There are several technology options that are being discussed and considered, but the two most prominent contenders have been Topology and Orchestration for Cloud Applications (TOSCA) and Yet Another Next Generation (YANG). TOSCA is a data modeling standardization effort led by Oasis for cloud orchestration environments and applications. It is a hybrid information/data-model based on Yet Another Multicolumn Layout (YAML) with a number of variants that commercial NFV management and orchestration (MANO) vendors have introduced based on their own YAML Domain Specific Language (DSL).
YANG is the data modeling language standard used by the Internet Engineering Task Force (IETF). YANG provides a semantically precise data modeling of both configuration and state change information. This precision allows it to be compiled into data parsers/validators and can even automatically be compiled into transactional Netconf operations. It is also possible to compile YANG specifications into a YAML DSL with associated data model parsers/validation checkers.
Why a Schema?
There have certainly been no shortage industry debates in favor and against both proposals with solid arguments raised by both sides. However, while mired in the heat of these arguments, the NFV industry is perhaps missing the bigger picture: Why not simply enable them all? That is, instead of arguing which language is better, the industry should spend its energy and knowhow behind a more productive effort to create the proper schema as the framework to support any number of data models and languages.

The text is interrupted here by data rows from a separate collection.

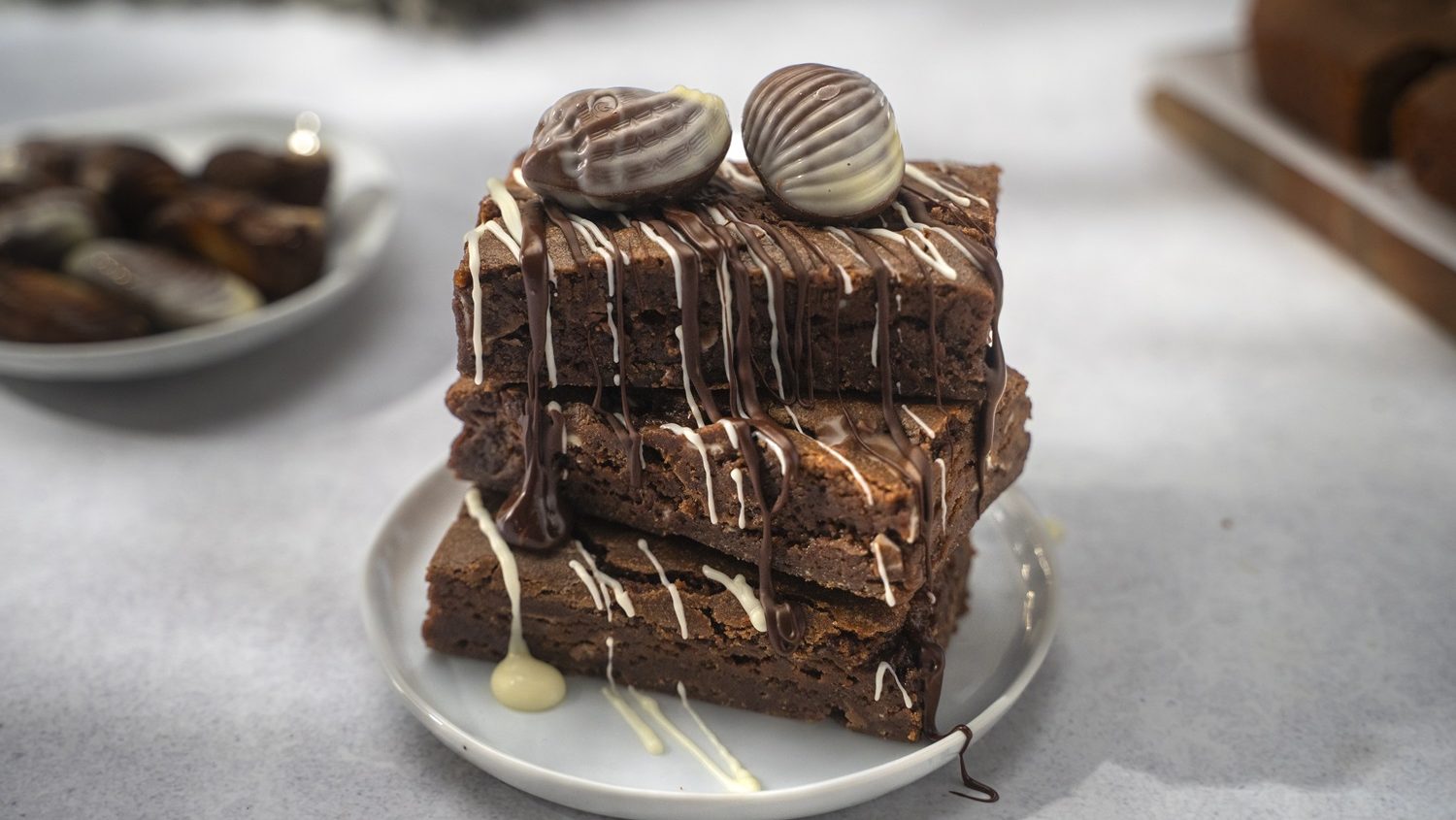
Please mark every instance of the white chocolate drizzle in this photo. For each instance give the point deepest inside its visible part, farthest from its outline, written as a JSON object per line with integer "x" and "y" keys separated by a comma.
{"x": 917, "y": 420}
{"x": 518, "y": 682}
{"x": 742, "y": 590}
{"x": 943, "y": 510}
{"x": 670, "y": 729}
{"x": 609, "y": 584}
{"x": 708, "y": 471}
{"x": 743, "y": 506}
{"x": 734, "y": 767}
{"x": 585, "y": 578}
{"x": 958, "y": 197}
{"x": 879, "y": 567}
{"x": 672, "y": 587}
{"x": 649, "y": 740}
{"x": 879, "y": 682}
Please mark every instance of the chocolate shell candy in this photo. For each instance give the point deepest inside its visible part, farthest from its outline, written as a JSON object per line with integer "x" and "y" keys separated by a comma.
{"x": 288, "y": 178}
{"x": 131, "y": 180}
{"x": 175, "y": 291}
{"x": 613, "y": 148}
{"x": 279, "y": 247}
{"x": 41, "y": 227}
{"x": 44, "y": 306}
{"x": 824, "y": 143}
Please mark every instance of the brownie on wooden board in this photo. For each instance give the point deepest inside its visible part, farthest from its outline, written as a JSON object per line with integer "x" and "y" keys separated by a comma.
{"x": 1337, "y": 67}
{"x": 1426, "y": 133}
{"x": 827, "y": 528}
{"x": 724, "y": 659}
{"x": 585, "y": 346}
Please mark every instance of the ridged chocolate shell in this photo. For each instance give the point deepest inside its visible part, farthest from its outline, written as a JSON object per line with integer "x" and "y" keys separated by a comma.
{"x": 617, "y": 148}
{"x": 824, "y": 143}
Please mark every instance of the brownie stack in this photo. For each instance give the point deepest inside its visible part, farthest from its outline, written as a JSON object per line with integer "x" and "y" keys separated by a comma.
{"x": 745, "y": 447}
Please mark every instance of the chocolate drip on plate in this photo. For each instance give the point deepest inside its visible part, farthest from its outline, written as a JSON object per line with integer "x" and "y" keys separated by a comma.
{"x": 983, "y": 793}
{"x": 533, "y": 516}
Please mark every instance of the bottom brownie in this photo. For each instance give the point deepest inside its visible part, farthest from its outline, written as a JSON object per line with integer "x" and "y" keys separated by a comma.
{"x": 724, "y": 657}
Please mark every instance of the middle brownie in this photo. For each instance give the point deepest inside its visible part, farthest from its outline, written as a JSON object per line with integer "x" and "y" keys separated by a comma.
{"x": 850, "y": 519}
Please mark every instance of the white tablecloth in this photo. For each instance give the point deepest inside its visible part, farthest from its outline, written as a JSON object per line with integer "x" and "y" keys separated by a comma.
{"x": 1249, "y": 443}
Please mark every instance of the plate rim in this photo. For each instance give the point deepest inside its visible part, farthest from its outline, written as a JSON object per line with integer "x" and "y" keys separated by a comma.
{"x": 453, "y": 736}
{"x": 157, "y": 354}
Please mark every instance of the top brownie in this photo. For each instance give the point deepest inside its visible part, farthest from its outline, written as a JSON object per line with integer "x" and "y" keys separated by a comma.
{"x": 814, "y": 297}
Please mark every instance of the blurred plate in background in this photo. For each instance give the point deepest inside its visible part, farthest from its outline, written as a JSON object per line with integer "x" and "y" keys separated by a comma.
{"x": 361, "y": 209}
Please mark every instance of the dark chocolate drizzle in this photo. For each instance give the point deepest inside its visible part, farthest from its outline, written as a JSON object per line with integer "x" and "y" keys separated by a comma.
{"x": 533, "y": 516}
{"x": 983, "y": 793}
{"x": 705, "y": 241}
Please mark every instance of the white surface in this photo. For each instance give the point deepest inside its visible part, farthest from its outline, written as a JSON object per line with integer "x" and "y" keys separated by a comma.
{"x": 1222, "y": 83}
{"x": 180, "y": 586}
{"x": 361, "y": 214}
{"x": 804, "y": 770}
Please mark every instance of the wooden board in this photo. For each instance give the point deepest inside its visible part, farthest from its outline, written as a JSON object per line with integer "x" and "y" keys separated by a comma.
{"x": 1369, "y": 210}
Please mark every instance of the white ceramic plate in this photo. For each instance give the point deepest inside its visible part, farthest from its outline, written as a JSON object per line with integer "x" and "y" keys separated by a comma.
{"x": 361, "y": 212}
{"x": 582, "y": 755}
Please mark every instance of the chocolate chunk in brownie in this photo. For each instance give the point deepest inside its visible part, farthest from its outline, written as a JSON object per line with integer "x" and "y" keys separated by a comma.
{"x": 847, "y": 493}
{"x": 815, "y": 331}
{"x": 724, "y": 659}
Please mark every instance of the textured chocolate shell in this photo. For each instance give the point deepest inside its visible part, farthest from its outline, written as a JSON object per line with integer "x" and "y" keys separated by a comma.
{"x": 174, "y": 290}
{"x": 613, "y": 148}
{"x": 824, "y": 143}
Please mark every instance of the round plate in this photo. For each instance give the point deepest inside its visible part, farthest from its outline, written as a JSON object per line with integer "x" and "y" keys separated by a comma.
{"x": 582, "y": 755}
{"x": 361, "y": 213}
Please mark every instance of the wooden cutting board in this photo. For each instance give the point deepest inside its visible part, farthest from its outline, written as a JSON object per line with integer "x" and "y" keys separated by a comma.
{"x": 1372, "y": 212}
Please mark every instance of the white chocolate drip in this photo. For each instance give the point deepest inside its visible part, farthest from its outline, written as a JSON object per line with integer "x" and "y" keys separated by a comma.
{"x": 655, "y": 712}
{"x": 743, "y": 506}
{"x": 795, "y": 418}
{"x": 958, "y": 197}
{"x": 879, "y": 567}
{"x": 736, "y": 177}
{"x": 670, "y": 729}
{"x": 687, "y": 384}
{"x": 609, "y": 584}
{"x": 472, "y": 242}
{"x": 943, "y": 511}
{"x": 949, "y": 238}
{"x": 510, "y": 212}
{"x": 518, "y": 682}
{"x": 742, "y": 590}
{"x": 879, "y": 682}
{"x": 708, "y": 471}
{"x": 672, "y": 587}
{"x": 917, "y": 420}
{"x": 783, "y": 461}
{"x": 859, "y": 478}
{"x": 585, "y": 578}
{"x": 734, "y": 767}
{"x": 923, "y": 249}
{"x": 649, "y": 740}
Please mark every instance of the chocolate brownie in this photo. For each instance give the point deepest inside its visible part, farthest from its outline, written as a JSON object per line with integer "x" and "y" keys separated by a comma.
{"x": 1426, "y": 134}
{"x": 724, "y": 659}
{"x": 814, "y": 332}
{"x": 849, "y": 487}
{"x": 1339, "y": 66}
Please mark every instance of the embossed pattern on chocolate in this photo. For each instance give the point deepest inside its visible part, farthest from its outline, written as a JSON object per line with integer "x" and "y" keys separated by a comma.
{"x": 824, "y": 143}
{"x": 616, "y": 148}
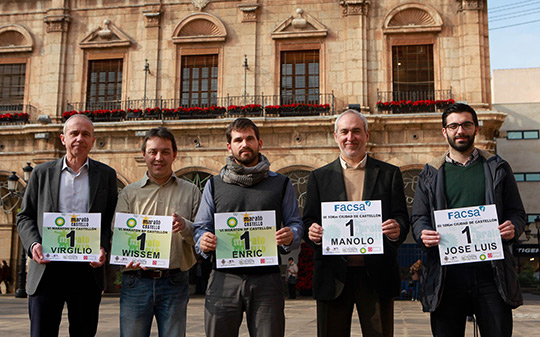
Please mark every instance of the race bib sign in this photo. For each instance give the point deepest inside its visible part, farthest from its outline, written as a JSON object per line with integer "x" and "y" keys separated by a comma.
{"x": 352, "y": 227}
{"x": 246, "y": 239}
{"x": 144, "y": 239}
{"x": 469, "y": 234}
{"x": 71, "y": 237}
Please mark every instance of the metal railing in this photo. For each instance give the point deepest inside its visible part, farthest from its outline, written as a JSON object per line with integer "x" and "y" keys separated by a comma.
{"x": 289, "y": 105}
{"x": 398, "y": 102}
{"x": 17, "y": 113}
{"x": 387, "y": 96}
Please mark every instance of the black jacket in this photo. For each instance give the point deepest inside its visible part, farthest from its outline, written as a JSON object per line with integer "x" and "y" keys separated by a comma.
{"x": 501, "y": 190}
{"x": 382, "y": 182}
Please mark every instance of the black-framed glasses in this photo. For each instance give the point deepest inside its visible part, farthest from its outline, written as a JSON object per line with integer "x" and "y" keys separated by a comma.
{"x": 465, "y": 125}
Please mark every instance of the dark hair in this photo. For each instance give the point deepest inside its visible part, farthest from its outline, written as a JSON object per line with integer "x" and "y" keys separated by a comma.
{"x": 160, "y": 132}
{"x": 241, "y": 124}
{"x": 458, "y": 108}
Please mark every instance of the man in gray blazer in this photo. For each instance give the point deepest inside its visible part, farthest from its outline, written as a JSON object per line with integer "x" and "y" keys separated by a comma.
{"x": 370, "y": 282}
{"x": 74, "y": 183}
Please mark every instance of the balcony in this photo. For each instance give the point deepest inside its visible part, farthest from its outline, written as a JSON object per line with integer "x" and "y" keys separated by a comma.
{"x": 398, "y": 102}
{"x": 219, "y": 107}
{"x": 16, "y": 113}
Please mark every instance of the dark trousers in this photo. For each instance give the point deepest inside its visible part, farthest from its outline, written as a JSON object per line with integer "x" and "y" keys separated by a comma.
{"x": 259, "y": 295}
{"x": 376, "y": 313}
{"x": 469, "y": 291}
{"x": 65, "y": 282}
{"x": 292, "y": 290}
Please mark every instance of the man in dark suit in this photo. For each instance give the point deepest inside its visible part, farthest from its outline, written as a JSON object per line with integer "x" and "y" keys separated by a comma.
{"x": 74, "y": 183}
{"x": 369, "y": 281}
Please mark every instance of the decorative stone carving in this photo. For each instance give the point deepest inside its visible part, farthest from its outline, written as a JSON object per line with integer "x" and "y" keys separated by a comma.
{"x": 412, "y": 18}
{"x": 199, "y": 27}
{"x": 152, "y": 19}
{"x": 299, "y": 22}
{"x": 249, "y": 12}
{"x": 15, "y": 38}
{"x": 303, "y": 25}
{"x": 200, "y": 4}
{"x": 355, "y": 7}
{"x": 106, "y": 37}
{"x": 57, "y": 23}
{"x": 152, "y": 15}
{"x": 464, "y": 5}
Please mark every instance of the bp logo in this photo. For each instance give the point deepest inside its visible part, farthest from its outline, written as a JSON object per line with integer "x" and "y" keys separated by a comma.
{"x": 131, "y": 222}
{"x": 232, "y": 222}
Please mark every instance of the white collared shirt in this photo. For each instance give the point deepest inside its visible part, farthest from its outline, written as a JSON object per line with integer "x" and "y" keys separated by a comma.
{"x": 361, "y": 164}
{"x": 74, "y": 189}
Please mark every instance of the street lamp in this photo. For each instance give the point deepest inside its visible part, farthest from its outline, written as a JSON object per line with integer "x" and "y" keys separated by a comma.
{"x": 245, "y": 65}
{"x": 9, "y": 202}
{"x": 537, "y": 224}
{"x": 146, "y": 72}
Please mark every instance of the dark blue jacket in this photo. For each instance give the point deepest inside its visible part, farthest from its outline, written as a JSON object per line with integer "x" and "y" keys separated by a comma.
{"x": 501, "y": 190}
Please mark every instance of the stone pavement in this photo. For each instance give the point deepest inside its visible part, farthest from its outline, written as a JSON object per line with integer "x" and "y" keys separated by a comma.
{"x": 300, "y": 315}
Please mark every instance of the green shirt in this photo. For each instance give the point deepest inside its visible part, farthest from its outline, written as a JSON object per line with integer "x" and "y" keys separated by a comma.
{"x": 465, "y": 186}
{"x": 176, "y": 195}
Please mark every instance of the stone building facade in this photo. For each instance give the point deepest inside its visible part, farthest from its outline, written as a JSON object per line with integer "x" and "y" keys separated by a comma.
{"x": 62, "y": 55}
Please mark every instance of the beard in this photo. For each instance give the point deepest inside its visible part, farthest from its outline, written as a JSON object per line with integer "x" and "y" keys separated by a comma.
{"x": 464, "y": 146}
{"x": 241, "y": 158}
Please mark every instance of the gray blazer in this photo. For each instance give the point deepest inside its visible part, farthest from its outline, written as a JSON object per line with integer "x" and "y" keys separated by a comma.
{"x": 41, "y": 196}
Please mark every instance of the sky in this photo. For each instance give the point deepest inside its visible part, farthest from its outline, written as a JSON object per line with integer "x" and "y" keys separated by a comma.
{"x": 514, "y": 33}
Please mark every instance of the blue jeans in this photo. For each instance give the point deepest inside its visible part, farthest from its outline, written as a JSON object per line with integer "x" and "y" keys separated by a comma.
{"x": 142, "y": 298}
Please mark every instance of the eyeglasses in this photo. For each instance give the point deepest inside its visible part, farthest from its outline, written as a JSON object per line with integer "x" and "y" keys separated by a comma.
{"x": 465, "y": 125}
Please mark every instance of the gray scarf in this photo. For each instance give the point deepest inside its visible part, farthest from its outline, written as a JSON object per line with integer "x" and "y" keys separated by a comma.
{"x": 234, "y": 173}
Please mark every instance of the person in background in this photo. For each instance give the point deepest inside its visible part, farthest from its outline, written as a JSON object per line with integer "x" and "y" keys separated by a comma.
{"x": 292, "y": 277}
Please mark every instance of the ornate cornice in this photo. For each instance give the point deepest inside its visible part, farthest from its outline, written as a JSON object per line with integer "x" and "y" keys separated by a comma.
{"x": 249, "y": 12}
{"x": 152, "y": 16}
{"x": 57, "y": 23}
{"x": 152, "y": 19}
{"x": 465, "y": 5}
{"x": 354, "y": 7}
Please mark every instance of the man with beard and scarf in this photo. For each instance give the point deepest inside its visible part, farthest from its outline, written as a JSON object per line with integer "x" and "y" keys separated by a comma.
{"x": 466, "y": 176}
{"x": 244, "y": 184}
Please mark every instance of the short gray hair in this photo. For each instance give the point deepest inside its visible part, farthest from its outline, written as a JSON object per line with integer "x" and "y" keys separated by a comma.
{"x": 78, "y": 116}
{"x": 348, "y": 111}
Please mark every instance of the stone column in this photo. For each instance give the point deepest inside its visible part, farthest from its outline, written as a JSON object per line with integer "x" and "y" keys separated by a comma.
{"x": 57, "y": 19}
{"x": 355, "y": 69}
{"x": 152, "y": 18}
{"x": 249, "y": 41}
{"x": 474, "y": 49}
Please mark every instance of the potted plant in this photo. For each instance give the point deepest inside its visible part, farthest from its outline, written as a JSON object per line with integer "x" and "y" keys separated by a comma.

If this industry-wide and agreed-upon schema exists, then it would not matter which language a data model is presented in – be it TOSCA, YANG, YAML, etc. Operators and vendors would be able to translate freely between these languages with no loss of information, leading to improved interoperability and quicker integrations.
There should be three goals guiding this effort to create an industry-wide schema:
- First, when an information model is specified, implementations should not be left to vendor interpretation.
- Second, the model should encode all lifecycle events so that the need to use scripts or an external entity to change the lifecycle state of a virtual network function or a network service under orchestration is minimized.
- Third, the model needs to be sufficiently abstracted to accommodate all virtual infrastructure managers (VIMs), all virtual network functions (VNFs), and all use cases by enabling operators to “write once and deploy many”.
These goals should align to the ETSI specifications for the packaging of VNFs that are delivered to service providers, delivering a schema capable of “holistic end-to-end view of the VNF package lifecycle, from design to runtime, capturing development as well as operational views.” For example, the ETSI Open Source MANO (OSM) project, using YANG, is relatively far along in alignment with this workgroup’s (IFA 011) schema. TOSCA, being standardized by Oasis, on the other hand, is not as far along though there are efforts in progress to tightly link a TOSCA-based schema to the ETSI MANO specifications.
TM Forum report IG1141, “Procurement and Onboarding of Virtualization Packages R16.5.1 Standard”, summarized that OASIS’s TOSCA template is a “best-in-class” solution for modeling cloud-native applications but noted some gaps:
“In summary, TOSCA is a generic modeling template, which supports custom types, but without a standard model of the package, its dependencies and behaviors the packages require extensive manual intervention (e.g. portable like a ZIP file, but no meaningful automation is possible). On its own, TOSCA does not solve the multi-vendor interoperability and integration problem for the service providers.”
There are some schema elements within the ETSI specific that require further development. Specifically, while concepts such as lifecycle states and events are very well described, it is limited to objects, attributes, relationships, and unidirectional cardinality. Further improvements target implementation-related details such as attribute type as well as default/minimum/maximum values.
The Mandate for Operators
Operators can play a significant role in pushing the industry toward this information/data model schema for the benefit of simplifying their path to a full-scale NFV deployment. One way they can get involved now is to ask their NFV MANO vendors about what open information model (OIM) their products support and if their products have limitations that restrict them from working with either TOSCA-based or YANG-modeled descriptors.
It’s also important for operators to remember that not all “open” is created equal, particularly when information models are concerned. Just because a product is available on Github does not mean it is not proprietary. Only when “open” is backed by a strong community will there be broad agreement. Then you can truly avoid vendor lock-in.